Google tests screen sharing and custom agents in Antigravity IDE

Google Antigravity's upcoming features, leaked in recent builds, introduce screen sharing for agent runs and support for custom agent scripts and plugins.

· 2 min read
Antigravity

Google appears to be preparing a notable expansion of Antigravity, its agent-first IDE launched in November 2025 alongside Gemini 3. So far, two experimental capabilities have surfaced in recent builds.

The first is a Screen Recording option living inside the Agent Mode prompt composer. Once activated, it lets developers stream their screen to the agent so Antigravity can observe what is happening outside the editor itself. The likely use cases skew toward mobile and desktop development, where an emulator or external runtime sits beyond the IDE's reach, and to live demos, where a developer wants to visually walk the agent through a bug or target behavior.
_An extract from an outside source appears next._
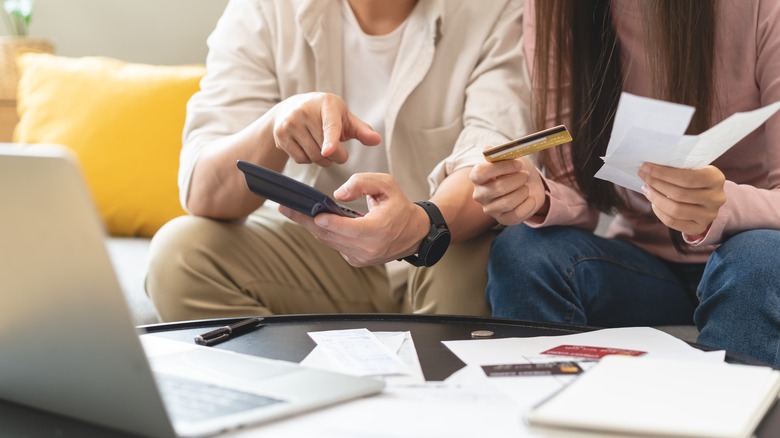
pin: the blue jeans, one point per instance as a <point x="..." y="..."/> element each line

The approach mirrors what Google already ships in AI Studio, where the Gemini real-time model accepts shared screens, and it complements Antigravity's existing browser recordings and screenshots, which until now have been agent-generated rather than developer-supplied.

Antigravity

The second feature sits behind a flag in settings and unlocks Custom Agents and Plugins. Its description tells users to drop Agent Scripts into an Agents directory and place plugins in a plugins folder inside the Gemini configuration directory. In practice, this would let teams define multiple agent personalities or workflows and invoke them on demand for specific tasks, moving beyond the current Rules and Workflows model that has been a frequent point of feedback from developers migrating off VS Code and Copilot. The plugin format borrows heavily from the standard Anthropic introduced for Claude Code, hinting at cross-ecosystem compatibility that would lower the cost for plugin authors targeting both platforms.

Antigravity

Antigravity has been positioned as mission control for parallel agents, yet its customization surface has lagged behind competitors, and its agents have lacked direct visibility into work happening outside Chrome and the editor. Bringing screen sharing into the composer and opening the door to community-built agent scripts would close both gaps at once. No public timeline has been set, though the flagged state suggests something closer to rollout than to early prototyping.